Love and Loss
May 22nd of last year my grandpa passed away from a stroke… We buried him on May 24th just 2 days after his death… This was a major thing for me because up til this point I had never lost a loved one which I always considered a blessing considering I was 36 years old at the time…
363 days after my grandpa’s passing my grandma died from heart failure on May 20th (Monday of last week)… She literally died from a broken heart… My grandparents had been married for 58 years… She didn’t know how nor did she want to live in a world where he no longer was… Ironically we buried her on May 24th as well… Exactly 1 year after we buried him…
It’s been 9 days since she died and 5 days since we buried her… I am so lost… You see I was raised by my grandparents… There was no woman on this earth I was closer to or had a stronger bond with then my grandmother… She would simply need to think of me and I would call her… We always thought that was crazy but it just showed how strong our connection was… Now that she is gone…. I feel like a part of me is missing…
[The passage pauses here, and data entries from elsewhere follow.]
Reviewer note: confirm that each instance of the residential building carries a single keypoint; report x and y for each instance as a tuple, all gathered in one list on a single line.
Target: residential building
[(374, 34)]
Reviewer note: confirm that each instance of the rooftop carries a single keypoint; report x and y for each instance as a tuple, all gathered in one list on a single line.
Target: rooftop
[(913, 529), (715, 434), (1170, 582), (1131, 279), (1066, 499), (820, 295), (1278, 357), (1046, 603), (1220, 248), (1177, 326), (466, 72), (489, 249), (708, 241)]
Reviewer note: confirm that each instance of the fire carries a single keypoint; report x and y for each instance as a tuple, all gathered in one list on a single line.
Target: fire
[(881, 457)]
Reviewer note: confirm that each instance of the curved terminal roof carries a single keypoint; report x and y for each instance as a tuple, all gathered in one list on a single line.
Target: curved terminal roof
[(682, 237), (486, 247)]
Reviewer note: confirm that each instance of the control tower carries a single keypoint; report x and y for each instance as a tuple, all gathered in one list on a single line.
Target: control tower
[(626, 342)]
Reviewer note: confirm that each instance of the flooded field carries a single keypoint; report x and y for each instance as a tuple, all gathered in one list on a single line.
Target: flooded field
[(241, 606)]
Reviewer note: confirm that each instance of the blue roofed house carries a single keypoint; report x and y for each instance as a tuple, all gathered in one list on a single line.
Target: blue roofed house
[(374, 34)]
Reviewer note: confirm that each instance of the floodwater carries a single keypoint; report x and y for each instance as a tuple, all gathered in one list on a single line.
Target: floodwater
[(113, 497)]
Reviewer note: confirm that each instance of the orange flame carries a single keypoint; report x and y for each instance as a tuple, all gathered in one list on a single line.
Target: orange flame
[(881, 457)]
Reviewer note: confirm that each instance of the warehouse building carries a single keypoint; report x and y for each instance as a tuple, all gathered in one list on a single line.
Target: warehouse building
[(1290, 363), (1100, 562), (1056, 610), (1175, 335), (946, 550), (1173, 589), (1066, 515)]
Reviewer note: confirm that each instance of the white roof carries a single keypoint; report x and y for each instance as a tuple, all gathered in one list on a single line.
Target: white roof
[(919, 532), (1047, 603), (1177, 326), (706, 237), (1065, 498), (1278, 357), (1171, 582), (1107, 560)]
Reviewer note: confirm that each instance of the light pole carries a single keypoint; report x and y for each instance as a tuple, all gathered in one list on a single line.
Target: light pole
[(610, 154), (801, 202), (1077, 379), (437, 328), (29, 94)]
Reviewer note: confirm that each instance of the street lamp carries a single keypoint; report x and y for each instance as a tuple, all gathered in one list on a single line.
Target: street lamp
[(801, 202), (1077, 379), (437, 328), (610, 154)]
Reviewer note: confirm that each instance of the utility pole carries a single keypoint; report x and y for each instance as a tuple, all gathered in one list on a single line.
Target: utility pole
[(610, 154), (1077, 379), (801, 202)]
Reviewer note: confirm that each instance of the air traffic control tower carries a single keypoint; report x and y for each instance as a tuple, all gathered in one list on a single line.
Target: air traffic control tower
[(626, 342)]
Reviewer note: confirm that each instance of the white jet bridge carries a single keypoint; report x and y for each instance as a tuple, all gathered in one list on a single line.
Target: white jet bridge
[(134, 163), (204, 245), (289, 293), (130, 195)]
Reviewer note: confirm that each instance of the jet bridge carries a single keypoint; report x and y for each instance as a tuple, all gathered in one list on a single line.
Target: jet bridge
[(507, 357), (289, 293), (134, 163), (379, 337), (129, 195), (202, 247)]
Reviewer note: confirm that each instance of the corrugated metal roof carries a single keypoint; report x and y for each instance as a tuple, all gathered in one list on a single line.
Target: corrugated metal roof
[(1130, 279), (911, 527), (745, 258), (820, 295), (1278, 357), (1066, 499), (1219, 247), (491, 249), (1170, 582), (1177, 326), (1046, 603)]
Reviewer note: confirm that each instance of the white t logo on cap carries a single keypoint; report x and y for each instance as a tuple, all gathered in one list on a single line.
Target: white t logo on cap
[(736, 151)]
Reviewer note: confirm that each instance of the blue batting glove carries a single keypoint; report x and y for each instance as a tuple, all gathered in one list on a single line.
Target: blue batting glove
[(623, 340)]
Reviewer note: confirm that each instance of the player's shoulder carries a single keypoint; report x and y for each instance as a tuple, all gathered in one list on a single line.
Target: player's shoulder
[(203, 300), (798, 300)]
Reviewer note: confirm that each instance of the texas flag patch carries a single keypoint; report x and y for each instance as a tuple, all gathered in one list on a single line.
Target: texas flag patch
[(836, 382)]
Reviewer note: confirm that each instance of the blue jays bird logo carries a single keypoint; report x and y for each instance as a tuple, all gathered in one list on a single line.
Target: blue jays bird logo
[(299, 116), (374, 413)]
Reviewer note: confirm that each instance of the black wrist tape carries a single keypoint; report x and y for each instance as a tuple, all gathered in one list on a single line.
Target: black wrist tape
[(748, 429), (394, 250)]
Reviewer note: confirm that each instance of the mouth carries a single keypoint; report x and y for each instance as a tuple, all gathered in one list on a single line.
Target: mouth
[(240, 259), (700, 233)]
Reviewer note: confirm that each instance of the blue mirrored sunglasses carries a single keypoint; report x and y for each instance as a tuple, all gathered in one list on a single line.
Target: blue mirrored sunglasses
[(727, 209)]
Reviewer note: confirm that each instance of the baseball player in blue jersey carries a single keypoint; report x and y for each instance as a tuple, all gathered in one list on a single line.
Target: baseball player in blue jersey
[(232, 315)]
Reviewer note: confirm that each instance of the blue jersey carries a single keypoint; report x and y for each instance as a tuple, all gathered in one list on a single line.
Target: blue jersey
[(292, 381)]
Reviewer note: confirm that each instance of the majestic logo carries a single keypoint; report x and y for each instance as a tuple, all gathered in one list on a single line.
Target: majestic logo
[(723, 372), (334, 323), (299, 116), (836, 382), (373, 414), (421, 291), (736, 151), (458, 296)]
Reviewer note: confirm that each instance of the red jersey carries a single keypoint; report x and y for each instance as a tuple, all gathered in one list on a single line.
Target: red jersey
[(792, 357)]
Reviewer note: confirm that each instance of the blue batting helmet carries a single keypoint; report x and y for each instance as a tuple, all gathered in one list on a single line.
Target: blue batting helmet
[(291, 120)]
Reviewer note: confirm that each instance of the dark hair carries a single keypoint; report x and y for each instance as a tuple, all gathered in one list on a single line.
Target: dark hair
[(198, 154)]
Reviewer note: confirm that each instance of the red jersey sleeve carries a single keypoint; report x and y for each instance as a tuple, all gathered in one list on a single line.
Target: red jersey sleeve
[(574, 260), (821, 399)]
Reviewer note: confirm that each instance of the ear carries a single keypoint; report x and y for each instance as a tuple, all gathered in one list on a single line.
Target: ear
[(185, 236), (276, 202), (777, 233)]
What is worse is it wasn’t a quick death for her like it was for my grandpa… She was on hospice for 6 months… For 6 months I had to watch the woman who was my heart and soul grow weaker… For 6 months I watched her fade away and suffer in pain… It was the longest 6 months months of my life…
I am grateful she is no longer suffering… I am grateful she is reunited with my grandpa… But I miss her so much it hurts me deep to my very core…
I have also lost all of my grandparents and I miss them every day and I often think I see them at different places and when I go by the streets where their homes were I think about them too. I don’t think the feeling abandoned ever goes away the suffering that they had will never be so that is a good thing, but the loss still hurts I know……I am so so sorry for your losses.